A command-line interface for working with Membrane in local development environment.
npm install -g @membranehq/cli
# or
yarn global add @membranehq/cli
# or
bun install -g @membranehq/cli
# or
pnpm install -g @membranehq/cli
# Initialize with your workspace credentials (interactive)
membrane init
# Or non-interactive
membrane init --key <key> --secret <secret>
# Pull workspace elements
membrane pull
# Make changes, then push back
membrane push
See the Configuration section below for alternative ways to configure credentials.
Use membrane login to authenticate via browser-based OAuth. This stores your access token, refresh token, and the API URI locally.
# Login to the default Membrane API
membrane login
# Tenant-scoped OAuth (workspace/tenant-level APIs; see Tenant API commands below)
membrane login --tenant
# Login to a self-hosted instance
membrane login --apiUri http://localhost:9000
# Non-interactive / headless: print the consent URL (stdin not a TTY behaves like this too)
membrane login --non-interactive
# Headless two-step flow (after `login start`, open URL, approve, then exchange the code)
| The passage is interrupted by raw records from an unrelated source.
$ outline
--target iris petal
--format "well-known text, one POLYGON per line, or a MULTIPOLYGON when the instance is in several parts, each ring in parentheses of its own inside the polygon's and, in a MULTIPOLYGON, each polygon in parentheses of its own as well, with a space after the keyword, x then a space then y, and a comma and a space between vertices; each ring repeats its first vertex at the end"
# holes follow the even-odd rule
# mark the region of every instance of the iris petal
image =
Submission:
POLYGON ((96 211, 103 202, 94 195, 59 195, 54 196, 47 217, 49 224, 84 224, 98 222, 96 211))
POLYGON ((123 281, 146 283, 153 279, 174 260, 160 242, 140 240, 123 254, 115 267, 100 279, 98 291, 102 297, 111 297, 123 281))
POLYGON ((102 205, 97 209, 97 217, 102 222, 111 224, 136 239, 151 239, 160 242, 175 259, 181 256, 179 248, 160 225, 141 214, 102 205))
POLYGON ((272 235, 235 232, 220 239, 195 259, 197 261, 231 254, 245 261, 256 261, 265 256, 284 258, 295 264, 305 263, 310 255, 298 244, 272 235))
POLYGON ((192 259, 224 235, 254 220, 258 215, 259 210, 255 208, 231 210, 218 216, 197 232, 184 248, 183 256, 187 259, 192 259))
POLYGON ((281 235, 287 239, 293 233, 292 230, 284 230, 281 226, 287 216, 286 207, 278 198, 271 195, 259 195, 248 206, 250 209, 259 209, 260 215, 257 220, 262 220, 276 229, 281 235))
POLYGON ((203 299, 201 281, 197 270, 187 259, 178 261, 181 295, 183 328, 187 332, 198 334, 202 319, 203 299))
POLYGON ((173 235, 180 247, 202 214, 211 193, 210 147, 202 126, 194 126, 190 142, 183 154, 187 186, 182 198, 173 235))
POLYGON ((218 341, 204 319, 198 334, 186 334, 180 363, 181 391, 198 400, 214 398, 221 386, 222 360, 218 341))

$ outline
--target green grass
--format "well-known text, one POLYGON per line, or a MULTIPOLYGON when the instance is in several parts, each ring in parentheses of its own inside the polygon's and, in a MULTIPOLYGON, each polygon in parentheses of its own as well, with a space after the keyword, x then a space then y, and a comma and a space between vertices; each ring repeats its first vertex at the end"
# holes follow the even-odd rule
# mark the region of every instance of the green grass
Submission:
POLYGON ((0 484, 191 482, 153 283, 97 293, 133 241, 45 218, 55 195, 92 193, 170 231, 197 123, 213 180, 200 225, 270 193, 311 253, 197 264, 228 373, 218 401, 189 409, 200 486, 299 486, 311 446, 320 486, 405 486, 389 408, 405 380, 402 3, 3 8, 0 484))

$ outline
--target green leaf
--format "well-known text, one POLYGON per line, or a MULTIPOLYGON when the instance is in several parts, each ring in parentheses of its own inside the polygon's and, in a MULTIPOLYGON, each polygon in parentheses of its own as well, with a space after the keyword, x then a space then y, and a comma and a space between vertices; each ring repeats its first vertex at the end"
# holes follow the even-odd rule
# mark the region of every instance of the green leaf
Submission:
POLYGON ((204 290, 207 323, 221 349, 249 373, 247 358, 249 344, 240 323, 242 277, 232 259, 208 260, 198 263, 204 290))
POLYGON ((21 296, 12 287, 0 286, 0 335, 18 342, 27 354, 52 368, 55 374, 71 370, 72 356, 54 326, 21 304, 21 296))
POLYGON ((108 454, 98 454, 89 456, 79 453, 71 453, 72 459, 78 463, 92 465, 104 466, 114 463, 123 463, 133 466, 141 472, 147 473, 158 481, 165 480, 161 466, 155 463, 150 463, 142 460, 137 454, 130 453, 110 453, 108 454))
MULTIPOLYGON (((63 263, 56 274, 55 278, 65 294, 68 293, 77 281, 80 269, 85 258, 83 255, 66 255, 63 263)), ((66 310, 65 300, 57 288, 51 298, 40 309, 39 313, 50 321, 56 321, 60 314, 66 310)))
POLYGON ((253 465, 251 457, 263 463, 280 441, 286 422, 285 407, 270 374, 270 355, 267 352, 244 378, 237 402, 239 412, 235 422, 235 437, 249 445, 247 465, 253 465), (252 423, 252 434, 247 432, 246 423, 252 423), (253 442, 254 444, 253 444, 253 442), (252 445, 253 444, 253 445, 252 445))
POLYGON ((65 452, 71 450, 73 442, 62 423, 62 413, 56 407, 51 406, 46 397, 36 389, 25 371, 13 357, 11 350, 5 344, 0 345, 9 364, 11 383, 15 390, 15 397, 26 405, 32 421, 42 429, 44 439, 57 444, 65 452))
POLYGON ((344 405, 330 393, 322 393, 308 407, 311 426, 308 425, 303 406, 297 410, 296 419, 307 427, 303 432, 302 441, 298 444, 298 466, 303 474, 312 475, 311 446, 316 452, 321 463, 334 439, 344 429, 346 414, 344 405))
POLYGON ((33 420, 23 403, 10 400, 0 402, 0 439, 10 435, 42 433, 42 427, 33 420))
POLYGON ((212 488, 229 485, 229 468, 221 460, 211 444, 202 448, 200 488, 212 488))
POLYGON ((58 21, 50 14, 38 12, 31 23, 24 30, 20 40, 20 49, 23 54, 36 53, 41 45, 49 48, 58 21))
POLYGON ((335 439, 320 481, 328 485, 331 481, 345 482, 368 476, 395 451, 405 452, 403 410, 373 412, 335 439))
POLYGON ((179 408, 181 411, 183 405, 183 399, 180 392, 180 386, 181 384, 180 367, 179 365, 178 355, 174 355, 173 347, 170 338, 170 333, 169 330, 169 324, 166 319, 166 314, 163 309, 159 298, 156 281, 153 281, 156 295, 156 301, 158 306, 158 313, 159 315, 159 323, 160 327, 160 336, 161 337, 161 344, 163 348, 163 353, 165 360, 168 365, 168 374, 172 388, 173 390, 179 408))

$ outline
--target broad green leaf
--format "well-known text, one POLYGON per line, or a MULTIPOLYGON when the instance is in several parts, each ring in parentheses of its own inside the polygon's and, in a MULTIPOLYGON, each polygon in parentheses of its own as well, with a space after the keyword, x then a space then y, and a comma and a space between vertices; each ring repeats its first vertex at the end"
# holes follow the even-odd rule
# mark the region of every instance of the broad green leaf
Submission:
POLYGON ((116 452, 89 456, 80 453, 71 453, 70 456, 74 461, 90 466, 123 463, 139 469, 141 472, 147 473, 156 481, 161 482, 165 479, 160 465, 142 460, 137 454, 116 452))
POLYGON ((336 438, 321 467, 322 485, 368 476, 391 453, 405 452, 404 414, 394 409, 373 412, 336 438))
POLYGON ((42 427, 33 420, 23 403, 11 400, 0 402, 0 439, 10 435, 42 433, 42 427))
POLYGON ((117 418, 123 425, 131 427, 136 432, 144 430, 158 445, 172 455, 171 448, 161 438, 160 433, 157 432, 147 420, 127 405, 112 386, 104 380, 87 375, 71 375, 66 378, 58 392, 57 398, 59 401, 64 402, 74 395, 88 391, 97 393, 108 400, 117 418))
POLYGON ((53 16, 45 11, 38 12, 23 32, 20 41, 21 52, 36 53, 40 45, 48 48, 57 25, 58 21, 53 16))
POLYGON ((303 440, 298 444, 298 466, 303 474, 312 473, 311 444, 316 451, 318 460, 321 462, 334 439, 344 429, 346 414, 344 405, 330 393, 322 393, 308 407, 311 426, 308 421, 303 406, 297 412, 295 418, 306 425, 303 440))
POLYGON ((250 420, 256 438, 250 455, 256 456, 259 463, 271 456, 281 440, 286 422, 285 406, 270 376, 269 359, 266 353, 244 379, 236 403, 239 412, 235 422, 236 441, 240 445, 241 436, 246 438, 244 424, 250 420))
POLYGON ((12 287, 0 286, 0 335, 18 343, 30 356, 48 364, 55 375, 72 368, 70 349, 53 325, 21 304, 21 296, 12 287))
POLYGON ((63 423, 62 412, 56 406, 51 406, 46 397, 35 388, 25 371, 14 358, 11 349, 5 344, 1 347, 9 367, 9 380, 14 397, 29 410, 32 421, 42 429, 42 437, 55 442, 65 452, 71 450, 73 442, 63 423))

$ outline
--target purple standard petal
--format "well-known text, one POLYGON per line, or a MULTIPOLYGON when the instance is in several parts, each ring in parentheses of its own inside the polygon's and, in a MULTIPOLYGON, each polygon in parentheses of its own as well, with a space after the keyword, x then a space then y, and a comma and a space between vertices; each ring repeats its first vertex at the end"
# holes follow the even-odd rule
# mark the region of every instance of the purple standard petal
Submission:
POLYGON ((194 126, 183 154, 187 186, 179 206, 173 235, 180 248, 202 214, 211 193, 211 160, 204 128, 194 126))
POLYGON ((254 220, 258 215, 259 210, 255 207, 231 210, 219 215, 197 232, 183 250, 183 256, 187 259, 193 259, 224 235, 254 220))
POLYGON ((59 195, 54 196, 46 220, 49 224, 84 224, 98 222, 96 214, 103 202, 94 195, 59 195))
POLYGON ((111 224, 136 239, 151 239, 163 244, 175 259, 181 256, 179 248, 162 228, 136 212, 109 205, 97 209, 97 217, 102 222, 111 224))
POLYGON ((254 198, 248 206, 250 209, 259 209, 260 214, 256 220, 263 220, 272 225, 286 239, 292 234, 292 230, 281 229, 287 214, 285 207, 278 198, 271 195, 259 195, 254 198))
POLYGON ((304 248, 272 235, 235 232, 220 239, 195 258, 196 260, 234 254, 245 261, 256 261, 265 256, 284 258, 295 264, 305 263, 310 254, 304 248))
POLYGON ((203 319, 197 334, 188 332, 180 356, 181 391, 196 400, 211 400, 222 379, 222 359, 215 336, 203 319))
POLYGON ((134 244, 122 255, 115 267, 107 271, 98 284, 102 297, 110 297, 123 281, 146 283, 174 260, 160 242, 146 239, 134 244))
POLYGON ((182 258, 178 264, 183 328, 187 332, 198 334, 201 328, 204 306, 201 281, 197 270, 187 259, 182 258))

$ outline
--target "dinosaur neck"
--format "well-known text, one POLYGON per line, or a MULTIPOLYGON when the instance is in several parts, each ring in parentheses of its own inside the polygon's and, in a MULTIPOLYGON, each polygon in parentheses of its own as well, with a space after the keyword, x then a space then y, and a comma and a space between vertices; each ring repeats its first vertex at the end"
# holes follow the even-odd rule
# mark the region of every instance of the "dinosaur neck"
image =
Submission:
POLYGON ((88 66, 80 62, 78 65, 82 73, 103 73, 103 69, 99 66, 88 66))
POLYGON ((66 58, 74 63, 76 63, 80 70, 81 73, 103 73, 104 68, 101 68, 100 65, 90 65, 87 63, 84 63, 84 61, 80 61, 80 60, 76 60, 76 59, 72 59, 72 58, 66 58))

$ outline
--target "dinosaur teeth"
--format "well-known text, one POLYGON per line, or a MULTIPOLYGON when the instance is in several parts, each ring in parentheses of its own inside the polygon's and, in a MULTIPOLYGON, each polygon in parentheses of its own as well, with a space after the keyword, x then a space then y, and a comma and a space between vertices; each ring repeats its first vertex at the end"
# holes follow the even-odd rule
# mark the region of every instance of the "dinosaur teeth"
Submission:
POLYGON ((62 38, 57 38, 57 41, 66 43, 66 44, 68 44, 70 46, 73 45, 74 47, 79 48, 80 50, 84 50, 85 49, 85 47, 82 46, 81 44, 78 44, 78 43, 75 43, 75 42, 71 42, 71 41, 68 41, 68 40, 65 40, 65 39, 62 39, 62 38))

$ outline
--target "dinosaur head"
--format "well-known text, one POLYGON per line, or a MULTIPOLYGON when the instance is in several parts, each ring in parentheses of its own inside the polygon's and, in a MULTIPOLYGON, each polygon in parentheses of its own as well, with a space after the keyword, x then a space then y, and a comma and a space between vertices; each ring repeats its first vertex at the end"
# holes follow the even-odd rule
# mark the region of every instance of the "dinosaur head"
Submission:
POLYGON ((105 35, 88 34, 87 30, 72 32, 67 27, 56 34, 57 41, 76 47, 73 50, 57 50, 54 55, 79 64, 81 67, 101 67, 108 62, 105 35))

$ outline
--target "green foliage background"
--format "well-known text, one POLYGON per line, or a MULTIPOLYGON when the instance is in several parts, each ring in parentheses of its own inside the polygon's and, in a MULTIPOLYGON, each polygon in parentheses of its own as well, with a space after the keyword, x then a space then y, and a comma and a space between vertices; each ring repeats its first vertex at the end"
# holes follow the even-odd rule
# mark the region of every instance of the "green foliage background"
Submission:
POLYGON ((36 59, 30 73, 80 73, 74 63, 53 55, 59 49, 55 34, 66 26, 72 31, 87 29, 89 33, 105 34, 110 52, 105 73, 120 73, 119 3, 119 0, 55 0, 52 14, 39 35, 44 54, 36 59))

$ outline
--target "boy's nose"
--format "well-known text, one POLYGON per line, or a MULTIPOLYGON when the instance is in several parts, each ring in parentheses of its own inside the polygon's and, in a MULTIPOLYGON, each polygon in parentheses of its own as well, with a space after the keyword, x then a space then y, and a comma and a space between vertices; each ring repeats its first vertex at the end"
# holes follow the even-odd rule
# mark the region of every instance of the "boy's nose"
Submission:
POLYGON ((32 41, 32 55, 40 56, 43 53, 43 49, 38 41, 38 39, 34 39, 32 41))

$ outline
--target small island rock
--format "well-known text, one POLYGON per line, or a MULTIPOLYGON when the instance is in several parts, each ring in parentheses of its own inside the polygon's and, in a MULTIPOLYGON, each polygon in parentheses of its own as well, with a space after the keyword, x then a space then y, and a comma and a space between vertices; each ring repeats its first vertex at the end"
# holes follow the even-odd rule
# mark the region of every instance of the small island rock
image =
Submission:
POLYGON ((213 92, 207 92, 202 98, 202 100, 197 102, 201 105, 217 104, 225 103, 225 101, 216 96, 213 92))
membrane login --apiUri http://localhost:9000 start
membrane login complete <authorization-code>
# Check current login status, API URI, and project defaults
membrane status
# Log out and clear stored tokens
membrane logout
The --apiUri flag sets the API endpoint for this and all subsequent commands. Once logged in, the CLI remembers the API URI so you don't need to specify it again.
During login you select a default workspace and tenant. These defaults are saved in .membrane/config.json (project-level) and used by other commands like connect, and as defaults for --workspaceKey / --tenantKey on tenant API commands.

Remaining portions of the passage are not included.